Shannon McPhail
Instead of putting energy into fighting each other we can use all this energy to build good things.
Tell us about your work in your community
An organizer, campaigner, innovator, farmer, ass-kicker, connector, executive director of a non-profit, community convener, unsolicited and solicited advice giver, grassroots campaign instructor, cliff jumper, connecting people to land, to each-other and to culture, trail builder, matchmaker, troubleshooter, media & government relations person.
Tell us a story about a time you brought people together to improve your community.
I'm always in the midst of this very thing.
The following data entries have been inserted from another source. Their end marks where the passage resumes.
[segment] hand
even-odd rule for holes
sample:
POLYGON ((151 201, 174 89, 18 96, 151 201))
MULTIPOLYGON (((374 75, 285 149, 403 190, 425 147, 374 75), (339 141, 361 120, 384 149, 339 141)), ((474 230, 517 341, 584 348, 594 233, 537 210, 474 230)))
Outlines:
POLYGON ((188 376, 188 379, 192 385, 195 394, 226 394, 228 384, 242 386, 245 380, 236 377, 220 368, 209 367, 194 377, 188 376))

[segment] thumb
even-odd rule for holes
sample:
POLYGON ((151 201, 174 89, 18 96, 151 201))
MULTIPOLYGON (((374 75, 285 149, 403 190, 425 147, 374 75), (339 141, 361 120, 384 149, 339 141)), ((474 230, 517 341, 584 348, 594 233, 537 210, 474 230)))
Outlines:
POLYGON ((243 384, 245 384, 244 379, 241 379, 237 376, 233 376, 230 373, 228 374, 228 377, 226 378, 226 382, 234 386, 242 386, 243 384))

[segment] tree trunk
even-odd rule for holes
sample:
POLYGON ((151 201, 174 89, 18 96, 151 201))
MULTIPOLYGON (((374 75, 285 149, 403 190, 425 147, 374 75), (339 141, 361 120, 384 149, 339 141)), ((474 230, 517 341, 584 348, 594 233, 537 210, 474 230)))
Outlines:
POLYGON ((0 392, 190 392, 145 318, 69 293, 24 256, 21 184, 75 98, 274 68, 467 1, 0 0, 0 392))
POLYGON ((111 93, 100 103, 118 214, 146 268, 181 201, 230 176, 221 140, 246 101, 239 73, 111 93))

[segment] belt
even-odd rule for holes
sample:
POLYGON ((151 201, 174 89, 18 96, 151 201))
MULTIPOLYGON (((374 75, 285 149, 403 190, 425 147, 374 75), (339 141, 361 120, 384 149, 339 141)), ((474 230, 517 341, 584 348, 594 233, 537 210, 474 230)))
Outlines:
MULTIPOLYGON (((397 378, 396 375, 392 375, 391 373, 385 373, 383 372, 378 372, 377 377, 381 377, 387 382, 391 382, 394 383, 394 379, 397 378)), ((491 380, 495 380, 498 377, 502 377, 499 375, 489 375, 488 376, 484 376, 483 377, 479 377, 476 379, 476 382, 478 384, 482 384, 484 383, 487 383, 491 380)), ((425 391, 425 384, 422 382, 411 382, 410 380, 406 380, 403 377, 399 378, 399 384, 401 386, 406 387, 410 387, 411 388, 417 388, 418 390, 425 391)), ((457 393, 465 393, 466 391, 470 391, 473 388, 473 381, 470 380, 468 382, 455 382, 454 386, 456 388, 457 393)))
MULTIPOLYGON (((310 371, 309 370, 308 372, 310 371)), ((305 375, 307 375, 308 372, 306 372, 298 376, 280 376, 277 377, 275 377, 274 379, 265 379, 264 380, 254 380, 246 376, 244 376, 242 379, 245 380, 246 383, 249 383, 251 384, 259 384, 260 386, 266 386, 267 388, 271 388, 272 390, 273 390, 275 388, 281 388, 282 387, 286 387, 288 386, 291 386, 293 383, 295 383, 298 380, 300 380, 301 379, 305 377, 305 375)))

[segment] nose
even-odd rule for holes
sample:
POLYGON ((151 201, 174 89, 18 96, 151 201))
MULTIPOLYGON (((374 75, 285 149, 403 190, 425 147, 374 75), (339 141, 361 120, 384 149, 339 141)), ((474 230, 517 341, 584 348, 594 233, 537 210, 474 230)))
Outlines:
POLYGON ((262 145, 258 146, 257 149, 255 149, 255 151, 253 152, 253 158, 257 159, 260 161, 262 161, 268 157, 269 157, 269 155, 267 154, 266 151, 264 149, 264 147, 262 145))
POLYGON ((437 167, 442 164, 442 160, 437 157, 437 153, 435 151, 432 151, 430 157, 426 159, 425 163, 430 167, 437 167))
Most recently reached out to a person that organized pro-LNG rallies (I organize pro-salmon rallies and fight against LNG) and despite all the shots fired, asked her to work with us to support the kinds of economic development we can all get behind. Instead of putting energy into fighting each other we can use all this energy to build good things. We still disagree about, LNG but that doesn't mean we can't be good neighbours.
What problems are you trying to solve?
Trying to help improve conditions in my community so my children and grandchildren as well as their friends, have a better future.
What do you need to learn how to do in order to solve that?
I want to learn how to cultivate a sustainable economic future from a sustainable environment rooted in our culture and a thriving wild salmon ecosystem.
What is the most powerful question you need to ask right now?
How can people who are deeply divided come together to build the kind of economy we can get behind?
If we all worked together, what do you imagine that we could achieve in the next five to ten years?
I believe in the Gitxsan principle of Gwalx Ye’insxwtis. My understanding is that it’s a deep and broad principle that encompasses the traditional inheritance that is actively handed down from generation to generation through the relationships of families and territories. In brief, with reference to the land, culture and knowledge, it has been described as the actions which respect future generations’ right to all that we have inherited: the land, waters, mountains, all the life on the land, in the air and in the waters, our history, our culture, our skills and knowledge to live in this place, our spirituality, the tangible and the intangible and the experience of all this passing from one generation to the next, never extinguishing or diminishing in value. This includes a thriving, resilient economy entrenched in that same principle.